Testing Datahub for Certification/Safety/Fraud management - Time meets semantics (1/2)

We are going to deep dive into a solution built to explore temporal patterns in large datasets of structured and unstructured data.





Why it matters?


Tests are a key activity in product lifecycle. 

They help product owners and engineers design better product, optimise characteristics but also reduce risks and improve safety. This is particularly true for the biotechnology and transport industries.
Product testing and certification require to perform multiple strict tests with the product all long its lifecycle from pre-production to sometimes live operations. For complex products, the challenge is to be able to analyse the product behaviour for a particular configuration and tests conditions using measures but also expert feedbacks. All these dimensions are different types of data, some are structured, others unstructured with moreover temporal and sometimes geospatial dimensions.
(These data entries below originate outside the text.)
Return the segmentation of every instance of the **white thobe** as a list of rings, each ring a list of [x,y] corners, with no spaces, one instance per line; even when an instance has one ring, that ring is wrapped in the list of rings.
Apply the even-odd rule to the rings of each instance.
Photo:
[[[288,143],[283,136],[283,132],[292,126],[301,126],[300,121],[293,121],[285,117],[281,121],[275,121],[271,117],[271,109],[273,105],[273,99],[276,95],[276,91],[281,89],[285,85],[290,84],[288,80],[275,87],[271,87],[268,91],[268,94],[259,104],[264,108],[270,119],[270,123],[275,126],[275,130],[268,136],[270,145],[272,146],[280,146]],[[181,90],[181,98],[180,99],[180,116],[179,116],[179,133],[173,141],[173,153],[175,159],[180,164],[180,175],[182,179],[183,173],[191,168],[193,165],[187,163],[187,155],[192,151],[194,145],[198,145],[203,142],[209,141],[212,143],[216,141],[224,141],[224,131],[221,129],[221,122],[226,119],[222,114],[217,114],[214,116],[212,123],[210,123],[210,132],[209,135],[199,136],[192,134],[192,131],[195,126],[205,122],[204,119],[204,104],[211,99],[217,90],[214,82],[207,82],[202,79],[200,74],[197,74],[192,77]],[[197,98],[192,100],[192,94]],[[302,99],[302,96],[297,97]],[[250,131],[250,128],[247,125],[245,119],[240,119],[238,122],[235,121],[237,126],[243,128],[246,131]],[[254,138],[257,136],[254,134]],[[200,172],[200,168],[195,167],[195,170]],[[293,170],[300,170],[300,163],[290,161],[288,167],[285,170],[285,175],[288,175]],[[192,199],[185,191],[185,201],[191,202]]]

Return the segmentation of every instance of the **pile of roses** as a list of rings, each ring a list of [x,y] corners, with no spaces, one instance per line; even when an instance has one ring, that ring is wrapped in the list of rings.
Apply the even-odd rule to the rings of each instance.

The challenge is to be able to query all these dimensions using industry standards (advanced geospatial, semantics, thesaurus, stemming) and at scale. Moreover all these data live in siloes.

The Datasets

The main objective of the solution is to provide answers to questions based on temporal patterns and mixing any type of data. The patterns are actually a networks of relations between observations. The observations being subsequent or concomitant.

What are we going to consider as an observation?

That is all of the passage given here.